If the two hits have the correct orientation and \(d_{i,j}\) is in the interval \([min\_distance, max\_distance]\), then SALT reports a paired alignment; otherwise, it reports an unpaired alignment.

The values of \(min\_distance\) and \(max\_distance\) are the minimum and maximum distance between two ends of reads, which are generally set to \(u-3\sigma\) and \(u+3\sigma\), respectively. If a mate read is unmapped, SALT performs the Smith–Waterman alignment [26] for the mate in the interval \([min\_distance, max\_distance]\).

Refining alignments

SALT outputs the alignments of the reads mapped to the SNP-enhanced reference. SALT considers identical penalties for primary alleles and alternative alleles.

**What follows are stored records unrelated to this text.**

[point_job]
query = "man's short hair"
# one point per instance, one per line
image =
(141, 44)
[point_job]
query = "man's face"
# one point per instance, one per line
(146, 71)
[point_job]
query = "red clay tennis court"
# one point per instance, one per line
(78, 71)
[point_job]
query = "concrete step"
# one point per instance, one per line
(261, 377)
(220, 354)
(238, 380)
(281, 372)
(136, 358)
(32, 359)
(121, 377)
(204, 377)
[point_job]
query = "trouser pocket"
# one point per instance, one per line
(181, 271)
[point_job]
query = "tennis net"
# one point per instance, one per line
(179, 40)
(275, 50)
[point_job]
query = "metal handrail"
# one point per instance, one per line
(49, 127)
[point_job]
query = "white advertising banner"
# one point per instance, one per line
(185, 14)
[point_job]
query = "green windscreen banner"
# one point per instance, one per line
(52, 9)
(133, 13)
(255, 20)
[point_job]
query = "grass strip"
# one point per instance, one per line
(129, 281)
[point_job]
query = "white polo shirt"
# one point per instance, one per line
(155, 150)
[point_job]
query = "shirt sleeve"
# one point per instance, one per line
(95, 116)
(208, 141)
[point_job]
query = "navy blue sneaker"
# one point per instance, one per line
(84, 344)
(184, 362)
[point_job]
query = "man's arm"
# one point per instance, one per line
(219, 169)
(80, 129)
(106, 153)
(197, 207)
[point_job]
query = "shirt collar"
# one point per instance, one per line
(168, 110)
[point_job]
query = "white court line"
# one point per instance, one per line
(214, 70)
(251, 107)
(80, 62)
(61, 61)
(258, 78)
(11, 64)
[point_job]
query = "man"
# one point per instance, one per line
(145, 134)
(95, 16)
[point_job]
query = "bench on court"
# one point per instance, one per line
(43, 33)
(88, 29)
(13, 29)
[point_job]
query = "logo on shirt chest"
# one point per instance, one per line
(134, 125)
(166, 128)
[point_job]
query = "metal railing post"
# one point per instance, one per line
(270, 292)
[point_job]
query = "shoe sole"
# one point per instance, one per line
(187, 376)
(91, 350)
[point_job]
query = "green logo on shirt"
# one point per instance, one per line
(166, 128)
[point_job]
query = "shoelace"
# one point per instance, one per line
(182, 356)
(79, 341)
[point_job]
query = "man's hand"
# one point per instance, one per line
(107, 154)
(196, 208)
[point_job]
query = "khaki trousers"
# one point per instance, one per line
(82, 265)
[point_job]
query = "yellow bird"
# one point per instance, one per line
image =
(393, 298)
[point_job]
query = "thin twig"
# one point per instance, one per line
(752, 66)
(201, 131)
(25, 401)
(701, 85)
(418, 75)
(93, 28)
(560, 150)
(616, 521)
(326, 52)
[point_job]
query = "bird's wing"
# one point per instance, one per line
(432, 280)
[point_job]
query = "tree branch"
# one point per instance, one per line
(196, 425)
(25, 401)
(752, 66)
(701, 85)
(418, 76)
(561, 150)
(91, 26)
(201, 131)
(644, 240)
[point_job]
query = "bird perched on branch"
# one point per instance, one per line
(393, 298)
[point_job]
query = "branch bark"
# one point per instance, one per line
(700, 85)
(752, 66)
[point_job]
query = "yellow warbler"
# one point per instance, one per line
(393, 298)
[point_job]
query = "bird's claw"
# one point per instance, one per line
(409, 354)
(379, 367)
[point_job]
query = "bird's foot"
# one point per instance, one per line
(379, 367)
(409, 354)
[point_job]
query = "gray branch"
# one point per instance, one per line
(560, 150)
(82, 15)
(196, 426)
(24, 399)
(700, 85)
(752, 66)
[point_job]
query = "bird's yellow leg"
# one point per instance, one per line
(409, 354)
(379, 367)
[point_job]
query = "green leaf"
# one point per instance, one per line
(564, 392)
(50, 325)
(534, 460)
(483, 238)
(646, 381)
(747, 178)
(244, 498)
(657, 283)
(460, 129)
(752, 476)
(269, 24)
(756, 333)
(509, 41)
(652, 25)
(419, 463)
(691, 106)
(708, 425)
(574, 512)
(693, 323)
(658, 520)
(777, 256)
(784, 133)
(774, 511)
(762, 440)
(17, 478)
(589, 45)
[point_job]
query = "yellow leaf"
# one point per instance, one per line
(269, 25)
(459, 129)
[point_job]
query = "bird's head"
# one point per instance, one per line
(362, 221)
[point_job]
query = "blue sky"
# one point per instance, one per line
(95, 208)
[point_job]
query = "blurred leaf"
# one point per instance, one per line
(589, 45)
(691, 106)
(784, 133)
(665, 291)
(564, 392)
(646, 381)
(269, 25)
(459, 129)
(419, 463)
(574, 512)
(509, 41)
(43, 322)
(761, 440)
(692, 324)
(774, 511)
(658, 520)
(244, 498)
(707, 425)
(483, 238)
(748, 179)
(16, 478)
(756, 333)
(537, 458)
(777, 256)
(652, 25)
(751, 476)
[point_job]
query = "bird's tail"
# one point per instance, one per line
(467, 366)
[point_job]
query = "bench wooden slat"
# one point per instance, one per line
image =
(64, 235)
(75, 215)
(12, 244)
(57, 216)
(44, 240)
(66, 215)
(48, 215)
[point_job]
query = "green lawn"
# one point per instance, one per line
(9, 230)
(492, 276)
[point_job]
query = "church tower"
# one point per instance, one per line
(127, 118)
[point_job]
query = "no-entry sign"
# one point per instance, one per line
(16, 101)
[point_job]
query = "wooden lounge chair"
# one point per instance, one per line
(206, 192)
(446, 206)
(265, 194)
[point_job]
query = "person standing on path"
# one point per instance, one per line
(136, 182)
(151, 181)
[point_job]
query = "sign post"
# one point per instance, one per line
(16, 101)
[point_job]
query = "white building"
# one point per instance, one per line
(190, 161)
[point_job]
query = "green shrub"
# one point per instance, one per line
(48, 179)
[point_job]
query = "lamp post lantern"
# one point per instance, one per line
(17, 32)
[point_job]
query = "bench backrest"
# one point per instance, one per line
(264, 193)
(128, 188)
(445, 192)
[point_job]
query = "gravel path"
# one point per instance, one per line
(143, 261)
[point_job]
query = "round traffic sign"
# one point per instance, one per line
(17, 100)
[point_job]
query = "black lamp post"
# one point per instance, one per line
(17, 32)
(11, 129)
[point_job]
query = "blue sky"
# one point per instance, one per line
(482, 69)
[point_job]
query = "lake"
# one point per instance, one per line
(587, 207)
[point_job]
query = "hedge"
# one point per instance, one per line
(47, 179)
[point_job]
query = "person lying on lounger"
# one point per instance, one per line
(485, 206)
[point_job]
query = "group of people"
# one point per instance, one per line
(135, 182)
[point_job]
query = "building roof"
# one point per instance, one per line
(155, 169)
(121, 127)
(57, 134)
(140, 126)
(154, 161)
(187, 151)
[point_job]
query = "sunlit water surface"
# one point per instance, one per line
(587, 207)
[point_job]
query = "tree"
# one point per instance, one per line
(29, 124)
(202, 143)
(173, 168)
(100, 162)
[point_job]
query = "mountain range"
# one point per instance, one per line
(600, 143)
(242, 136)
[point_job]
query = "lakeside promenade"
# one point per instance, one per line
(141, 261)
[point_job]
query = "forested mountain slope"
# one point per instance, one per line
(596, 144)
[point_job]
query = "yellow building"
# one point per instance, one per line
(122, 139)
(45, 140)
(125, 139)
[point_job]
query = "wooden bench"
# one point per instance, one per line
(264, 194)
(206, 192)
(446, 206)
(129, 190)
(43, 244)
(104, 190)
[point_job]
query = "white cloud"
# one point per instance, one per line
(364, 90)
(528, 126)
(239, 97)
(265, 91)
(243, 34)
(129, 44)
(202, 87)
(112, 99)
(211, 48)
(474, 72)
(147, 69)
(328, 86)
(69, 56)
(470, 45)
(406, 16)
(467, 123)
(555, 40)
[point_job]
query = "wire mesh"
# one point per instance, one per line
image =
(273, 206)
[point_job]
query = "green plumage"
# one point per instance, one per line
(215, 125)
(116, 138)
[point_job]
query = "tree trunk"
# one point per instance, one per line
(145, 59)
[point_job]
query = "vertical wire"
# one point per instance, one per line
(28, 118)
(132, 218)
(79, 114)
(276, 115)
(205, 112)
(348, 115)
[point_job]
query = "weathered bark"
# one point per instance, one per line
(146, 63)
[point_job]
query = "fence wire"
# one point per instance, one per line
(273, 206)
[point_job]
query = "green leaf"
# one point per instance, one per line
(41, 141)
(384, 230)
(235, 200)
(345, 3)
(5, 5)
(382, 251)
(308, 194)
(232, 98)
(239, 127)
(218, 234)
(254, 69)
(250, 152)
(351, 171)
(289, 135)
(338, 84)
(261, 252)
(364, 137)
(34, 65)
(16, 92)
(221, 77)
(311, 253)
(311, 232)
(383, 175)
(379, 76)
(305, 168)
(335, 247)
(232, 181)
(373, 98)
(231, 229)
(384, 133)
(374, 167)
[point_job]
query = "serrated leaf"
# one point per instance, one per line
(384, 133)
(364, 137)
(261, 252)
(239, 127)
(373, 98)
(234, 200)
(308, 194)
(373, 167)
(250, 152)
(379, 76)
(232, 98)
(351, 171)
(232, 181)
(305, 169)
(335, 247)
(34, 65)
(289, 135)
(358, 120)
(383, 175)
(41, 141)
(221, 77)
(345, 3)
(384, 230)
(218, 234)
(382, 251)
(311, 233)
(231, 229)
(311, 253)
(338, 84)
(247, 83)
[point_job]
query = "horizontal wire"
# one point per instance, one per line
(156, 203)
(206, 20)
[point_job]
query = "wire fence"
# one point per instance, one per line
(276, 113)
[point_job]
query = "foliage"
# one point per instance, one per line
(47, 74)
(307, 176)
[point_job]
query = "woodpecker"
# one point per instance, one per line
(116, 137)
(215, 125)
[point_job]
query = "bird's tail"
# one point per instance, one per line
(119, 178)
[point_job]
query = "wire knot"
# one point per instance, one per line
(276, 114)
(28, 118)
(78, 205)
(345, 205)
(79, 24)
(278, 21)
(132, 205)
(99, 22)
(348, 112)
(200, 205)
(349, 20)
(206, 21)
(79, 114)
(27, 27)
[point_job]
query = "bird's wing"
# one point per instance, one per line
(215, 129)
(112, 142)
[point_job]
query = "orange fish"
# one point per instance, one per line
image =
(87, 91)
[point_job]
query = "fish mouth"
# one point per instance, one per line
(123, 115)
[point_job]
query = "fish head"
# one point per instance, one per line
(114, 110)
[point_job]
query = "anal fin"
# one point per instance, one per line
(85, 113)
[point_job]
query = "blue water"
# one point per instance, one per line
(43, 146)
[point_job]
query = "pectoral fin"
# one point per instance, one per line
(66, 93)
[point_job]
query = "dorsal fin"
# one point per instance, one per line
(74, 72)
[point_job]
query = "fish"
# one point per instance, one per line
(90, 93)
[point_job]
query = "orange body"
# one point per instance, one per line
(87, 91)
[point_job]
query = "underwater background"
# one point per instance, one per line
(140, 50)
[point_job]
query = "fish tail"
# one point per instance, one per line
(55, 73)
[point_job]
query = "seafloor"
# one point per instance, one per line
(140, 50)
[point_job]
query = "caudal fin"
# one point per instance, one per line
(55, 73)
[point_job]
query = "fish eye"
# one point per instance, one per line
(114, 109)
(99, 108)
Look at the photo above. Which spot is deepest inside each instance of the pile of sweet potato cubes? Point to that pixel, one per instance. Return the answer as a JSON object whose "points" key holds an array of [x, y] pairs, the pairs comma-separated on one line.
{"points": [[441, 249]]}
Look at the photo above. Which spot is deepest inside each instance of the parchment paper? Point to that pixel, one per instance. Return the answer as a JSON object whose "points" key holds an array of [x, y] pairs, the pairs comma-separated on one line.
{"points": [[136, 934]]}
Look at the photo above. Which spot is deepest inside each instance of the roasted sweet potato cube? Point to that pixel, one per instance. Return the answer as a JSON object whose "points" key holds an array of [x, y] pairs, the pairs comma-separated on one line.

However, some downstream analyses are based on linear genomes, which requires realigning all hits to the primary reference. We present a refinement program (Polish) to realign all hits to the linear reference genome and compute the optimal alignment using the standard Smith–Waterman algorithm. The realignment results are stored in SAM format.